American-based sorting equipment business, NRT has unveiled the development of a recyclables sorting machine which can use what it describes as an “additional layer of intelligence”.
Using the Max-Ai process, NRT – Tennessee-headquartered National Recovery Technologies – says that it has successfully integrated artificial intelligence (AI) into the company’s established ‘ColorPlus sorter’.
The additional layer of intelligence is said “to create new sorting capabilities by combining the ColorPlus sorter’s high volume and high confidence capabilities with Max’s person-like identification decisions”.
The ColorPlus sorter employs a high-resolution RGB colour line-scan sensor to identify and sort recyclables by colour. Max-AI technology employs a camera and deep-learning based AI to identify recyclables similar to the way a person does, the company explained.
Max-AI technology, launched by NRT parent company Bulk Handling Systems (BHS) in 2017, is already at work in more than 100 installations, which according to BHS makes it recycling’s leading AI offering. While most of these installations use the technology in collaboration with robotic sorters, the Max-AI VIS (Visual Identification System) is also installed as stand-alone equipment and has already been integrated into the NRT SpydIR with Max-AI.

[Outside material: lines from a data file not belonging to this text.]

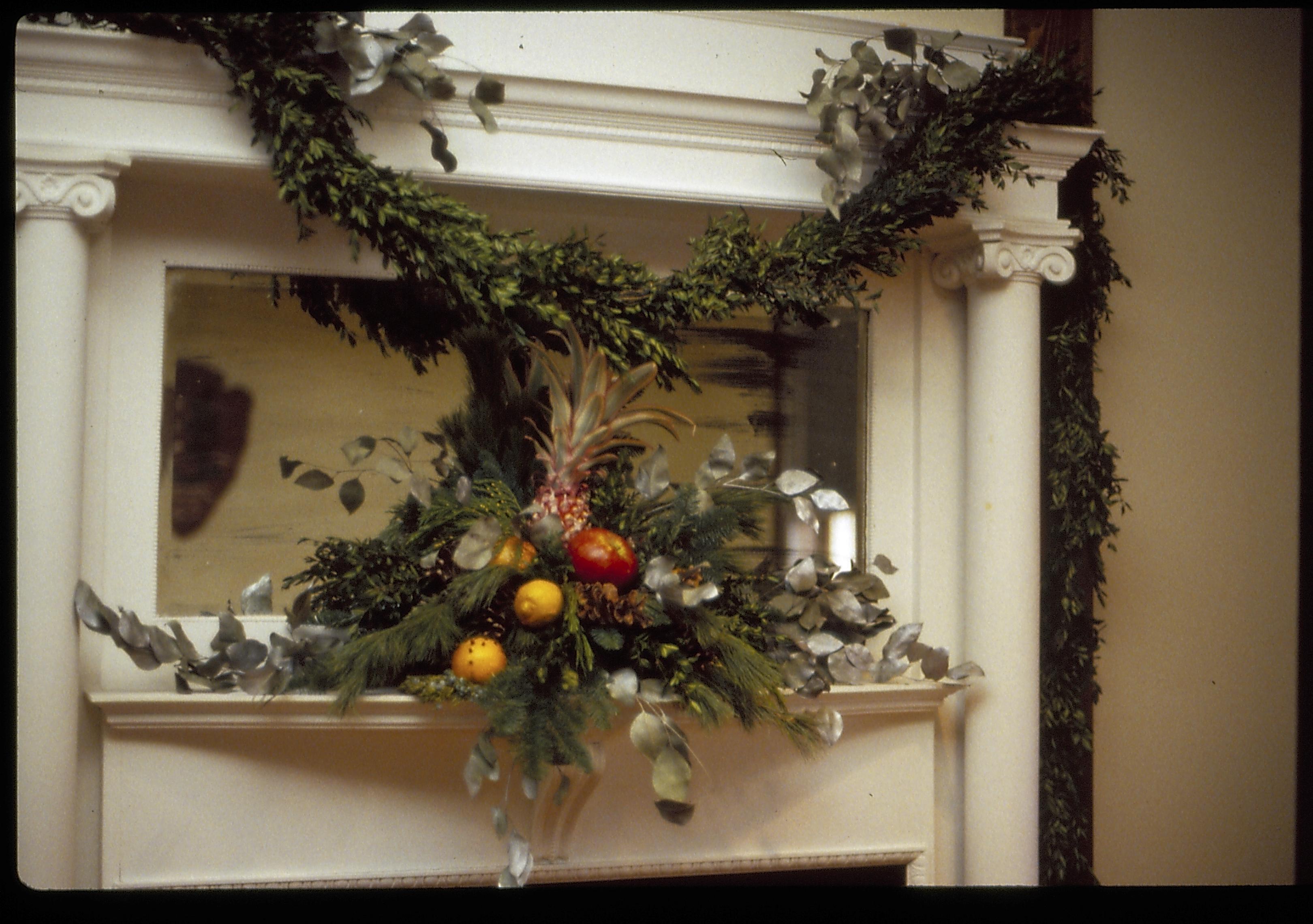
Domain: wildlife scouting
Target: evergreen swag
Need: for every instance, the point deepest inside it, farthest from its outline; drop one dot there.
(455, 275)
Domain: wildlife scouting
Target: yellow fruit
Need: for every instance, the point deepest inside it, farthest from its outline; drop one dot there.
(515, 553)
(478, 659)
(539, 603)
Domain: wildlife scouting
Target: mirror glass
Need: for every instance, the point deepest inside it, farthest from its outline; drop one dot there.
(252, 386)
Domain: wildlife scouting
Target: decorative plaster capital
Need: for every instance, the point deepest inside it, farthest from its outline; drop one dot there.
(1001, 250)
(66, 184)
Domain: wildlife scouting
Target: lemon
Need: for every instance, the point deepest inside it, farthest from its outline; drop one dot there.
(478, 659)
(539, 603)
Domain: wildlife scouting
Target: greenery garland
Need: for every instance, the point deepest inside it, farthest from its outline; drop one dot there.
(455, 274)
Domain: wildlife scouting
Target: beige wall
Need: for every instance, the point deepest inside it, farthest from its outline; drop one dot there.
(1195, 736)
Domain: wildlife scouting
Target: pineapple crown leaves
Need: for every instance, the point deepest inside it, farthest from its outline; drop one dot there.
(590, 409)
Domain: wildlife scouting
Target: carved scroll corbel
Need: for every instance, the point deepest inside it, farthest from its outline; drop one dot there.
(1001, 252)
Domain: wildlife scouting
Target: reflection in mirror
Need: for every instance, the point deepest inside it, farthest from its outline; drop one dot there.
(252, 389)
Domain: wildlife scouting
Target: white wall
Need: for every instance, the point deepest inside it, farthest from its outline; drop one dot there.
(1195, 736)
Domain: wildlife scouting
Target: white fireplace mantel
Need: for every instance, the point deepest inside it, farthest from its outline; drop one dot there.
(129, 159)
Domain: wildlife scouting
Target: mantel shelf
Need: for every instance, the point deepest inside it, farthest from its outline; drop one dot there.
(397, 710)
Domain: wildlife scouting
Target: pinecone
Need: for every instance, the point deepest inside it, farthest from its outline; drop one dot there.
(605, 604)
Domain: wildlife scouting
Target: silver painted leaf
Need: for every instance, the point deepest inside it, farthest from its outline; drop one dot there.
(960, 75)
(477, 770)
(826, 499)
(258, 598)
(843, 670)
(888, 669)
(671, 775)
(230, 632)
(803, 577)
(815, 687)
(675, 813)
(830, 725)
(654, 691)
(520, 860)
(843, 604)
(142, 658)
(94, 615)
(900, 641)
(876, 619)
(798, 671)
(623, 686)
(476, 548)
(259, 679)
(184, 644)
(301, 608)
(247, 654)
(966, 670)
(421, 490)
(434, 45)
(545, 529)
(359, 449)
(757, 466)
(418, 26)
(876, 592)
(793, 632)
(165, 649)
(723, 456)
(704, 502)
(211, 667)
(483, 113)
(648, 734)
(918, 650)
(934, 665)
(813, 617)
(795, 481)
(704, 592)
(854, 582)
(822, 644)
(314, 479)
(653, 476)
(806, 513)
(393, 468)
(130, 631)
(787, 603)
(321, 638)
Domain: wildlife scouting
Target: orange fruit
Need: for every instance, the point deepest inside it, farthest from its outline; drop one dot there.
(539, 603)
(515, 553)
(478, 659)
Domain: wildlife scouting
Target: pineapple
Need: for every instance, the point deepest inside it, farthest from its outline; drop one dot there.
(589, 414)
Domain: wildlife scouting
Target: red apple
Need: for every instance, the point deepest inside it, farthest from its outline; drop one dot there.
(599, 557)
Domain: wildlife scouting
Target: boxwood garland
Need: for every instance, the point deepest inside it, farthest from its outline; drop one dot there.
(456, 272)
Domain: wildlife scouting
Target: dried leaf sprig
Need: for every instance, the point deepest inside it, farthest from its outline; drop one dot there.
(885, 98)
(237, 661)
(413, 56)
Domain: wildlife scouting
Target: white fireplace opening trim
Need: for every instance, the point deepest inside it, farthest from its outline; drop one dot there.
(112, 129)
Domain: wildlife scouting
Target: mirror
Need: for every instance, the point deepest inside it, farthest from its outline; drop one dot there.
(250, 384)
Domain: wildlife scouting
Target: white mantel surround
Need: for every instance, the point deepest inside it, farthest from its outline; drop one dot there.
(95, 109)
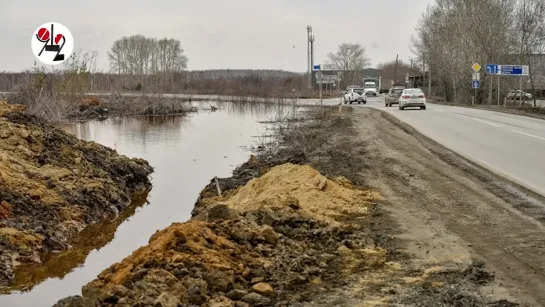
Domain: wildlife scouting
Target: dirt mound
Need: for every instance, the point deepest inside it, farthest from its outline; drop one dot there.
(304, 189)
(52, 185)
(264, 243)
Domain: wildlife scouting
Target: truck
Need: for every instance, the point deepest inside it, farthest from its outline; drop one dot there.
(371, 86)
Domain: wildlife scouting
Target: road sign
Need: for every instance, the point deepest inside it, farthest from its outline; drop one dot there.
(513, 70)
(326, 81)
(329, 77)
(329, 67)
(491, 69)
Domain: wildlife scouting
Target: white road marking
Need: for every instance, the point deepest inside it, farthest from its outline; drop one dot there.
(530, 135)
(483, 121)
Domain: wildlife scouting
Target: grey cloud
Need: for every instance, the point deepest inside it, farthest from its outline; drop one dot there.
(218, 34)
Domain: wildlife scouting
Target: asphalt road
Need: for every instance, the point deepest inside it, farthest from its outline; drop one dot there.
(512, 146)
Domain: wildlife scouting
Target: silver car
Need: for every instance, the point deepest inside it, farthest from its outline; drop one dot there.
(355, 95)
(393, 96)
(412, 97)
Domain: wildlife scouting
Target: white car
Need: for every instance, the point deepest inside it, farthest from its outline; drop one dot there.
(412, 97)
(355, 95)
(370, 89)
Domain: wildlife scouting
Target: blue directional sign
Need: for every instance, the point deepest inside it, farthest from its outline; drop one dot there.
(516, 70)
(491, 69)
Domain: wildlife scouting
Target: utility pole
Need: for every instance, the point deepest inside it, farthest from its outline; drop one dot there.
(429, 79)
(395, 70)
(309, 60)
(311, 39)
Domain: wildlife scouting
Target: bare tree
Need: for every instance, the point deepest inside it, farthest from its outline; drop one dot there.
(389, 72)
(351, 59)
(454, 34)
(530, 24)
(138, 56)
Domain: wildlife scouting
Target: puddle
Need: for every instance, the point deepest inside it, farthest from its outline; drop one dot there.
(186, 152)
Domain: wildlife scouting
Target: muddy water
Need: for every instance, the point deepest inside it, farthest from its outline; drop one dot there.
(186, 153)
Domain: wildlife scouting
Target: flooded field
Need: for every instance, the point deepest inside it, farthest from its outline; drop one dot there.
(186, 152)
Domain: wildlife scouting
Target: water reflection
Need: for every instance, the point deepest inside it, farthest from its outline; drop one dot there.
(186, 153)
(58, 265)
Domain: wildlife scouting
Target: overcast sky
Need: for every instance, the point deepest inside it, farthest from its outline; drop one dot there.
(236, 34)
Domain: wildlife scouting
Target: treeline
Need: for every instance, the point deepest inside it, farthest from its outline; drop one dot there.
(151, 65)
(140, 55)
(219, 82)
(453, 34)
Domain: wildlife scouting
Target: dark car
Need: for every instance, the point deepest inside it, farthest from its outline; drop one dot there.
(393, 96)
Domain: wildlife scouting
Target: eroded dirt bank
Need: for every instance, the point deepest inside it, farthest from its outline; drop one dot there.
(284, 234)
(53, 185)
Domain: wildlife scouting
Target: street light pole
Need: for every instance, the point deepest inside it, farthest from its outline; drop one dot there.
(309, 62)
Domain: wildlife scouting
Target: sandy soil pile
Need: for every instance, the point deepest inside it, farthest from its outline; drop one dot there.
(52, 185)
(275, 240)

Above: video of the NRT Colour Plus with AI
“From the beginning we realized Max was a game changer, not just for robotic sorters, but really for the industry on a system-wide level,” said BHS CEO Steve Miller.
“Cardboard isn’t always brown and a clear PET container isn’t always desired”
“This is another step forward as we continue to integrate Max into more of our equipment and intelligent system controls. NRT optical sorters are the best in the world at identifying material at very high confidence levels by colour or material composition, but sometimes the most effective sort requires the type of characterisation that a person can make – that’s where Max comes in.
“Cardboard isn’t always brown and a clear PET container isn’t always desired in the end product. The ColorPlus with Max-AI is going to solve a lot of sorting challenges for our customers and we are thrilled to introduce it to them,” Mr Miller concluded.
The first ColorPlus with Max-AI has been installed in a European paper recycling facility to purify the fibre stream by removing non-paper fibre, said BHS. In this case, Max-AI technology identifies material by type (ex., pizza box, cereal box, OCC, craft board, book, etc.). The ColorPlus™ technology is tuned to aggressively detect brown fibre. The combination of proven colour detection and the added layer of AI “ensures the ultimate removal of non-spec fibre. The technology has the flexibility to change what material types are targeted, allowing the customer to adjust along with market and material fluctuations.”